Voir notre page spéciale sur l’occupation de la Rhénanie et de la Ruhr

 

 

Souvenir de Monastir – Bitola, 1918

Monastir fut le théâtre de trois batailles particulières dans la Première Guerre mondiale. La victoire finale des français (armée d’Orient) et des Serbes mena à un armistice avec la Bulgarie, puis à la victoire alléie sur le front d’Orient ; laquelle victoire précipita la fin de la guerre sur tous les fronts.

Première bataille de Monastir

À partir de mars 1916 les forces d’interposition grecques devinrent moins nombreuses et surtout moins efficaces, vraisemblablement à la suite d’accords entre les Grecs, les Allemands et les Bulgares. Aussi, le 4 mai, les français envoyèrent un fort détachement en direction de Monastir pour prévenir tout débordement des troupes germano-bulgares vers l’ouest. La tentative d’enveloppement des Bulgares étant avortée le commandement français reprit l’offensive le 12 septembre. Les troupes bulgaro-allemandes se replièrent dans la boucle de la Cerna, et, le 19 novembre, la cavalerie française entra dans Monastir mais la ville restait soumise aux bombardements quotidiens de l’artillerie bulgare.

Seconde bataille en mars 1917

Elle devait permettre de dégager la ville bombardée par les troupes germano-bulgares. Mais la résistance de l’ennemi s’est révélée plus vigoureuse qu’on ne l’avait imaginé et avec un extrême mauvais temps, l’attaque a échoué. La ville resta ainsi sous le feu bulgare jusqu’en 1918.
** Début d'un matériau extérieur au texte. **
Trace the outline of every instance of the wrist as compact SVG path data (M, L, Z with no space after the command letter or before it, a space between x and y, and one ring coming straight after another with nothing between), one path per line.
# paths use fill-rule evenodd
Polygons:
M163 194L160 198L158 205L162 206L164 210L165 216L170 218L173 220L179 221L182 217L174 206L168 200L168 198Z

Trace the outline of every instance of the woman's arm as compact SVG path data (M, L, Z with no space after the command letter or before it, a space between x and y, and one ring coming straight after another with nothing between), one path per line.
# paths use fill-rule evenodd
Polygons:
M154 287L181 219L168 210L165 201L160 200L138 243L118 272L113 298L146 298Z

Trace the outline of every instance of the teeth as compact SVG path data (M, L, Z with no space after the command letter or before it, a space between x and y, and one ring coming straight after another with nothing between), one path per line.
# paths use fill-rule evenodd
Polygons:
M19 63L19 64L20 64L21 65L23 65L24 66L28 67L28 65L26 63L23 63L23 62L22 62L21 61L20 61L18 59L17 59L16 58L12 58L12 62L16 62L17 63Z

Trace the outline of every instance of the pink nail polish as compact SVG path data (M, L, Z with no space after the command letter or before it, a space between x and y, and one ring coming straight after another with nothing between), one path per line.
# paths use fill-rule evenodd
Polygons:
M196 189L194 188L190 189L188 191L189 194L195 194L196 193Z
Troisième bataille dite de Dobro Polje (ou bataille de Dobropolje) des 14 et 15 septembre  jusqu’au 21 septembre 1918

Bien que la Bulgarie eût réalisé tous ses buts de guerre, elle fut contrainte (malgré les pénuries, notamment alimentaires, malgré l’inflation) de continuer à se battre pour aider les Empires centraux. Cependant, en 1917 une propagande d’opposition à la guerre commença à se répandre très largement.

C’est sans doute dans ce but de propagande qu’il faut comprendre cette carte du 24 juillet 1918 (11 juillet dans le calendrier bulgare). Les français étaient à Monastir, la guerre était presque perdue pour les bulgares… ou presque gagnée pour les alliés dont les généraux Guillaumat puis Franchet d’Espérey voulaient lancer la dernière grande offensive mais attendaient impatiemment l’accord de Paris.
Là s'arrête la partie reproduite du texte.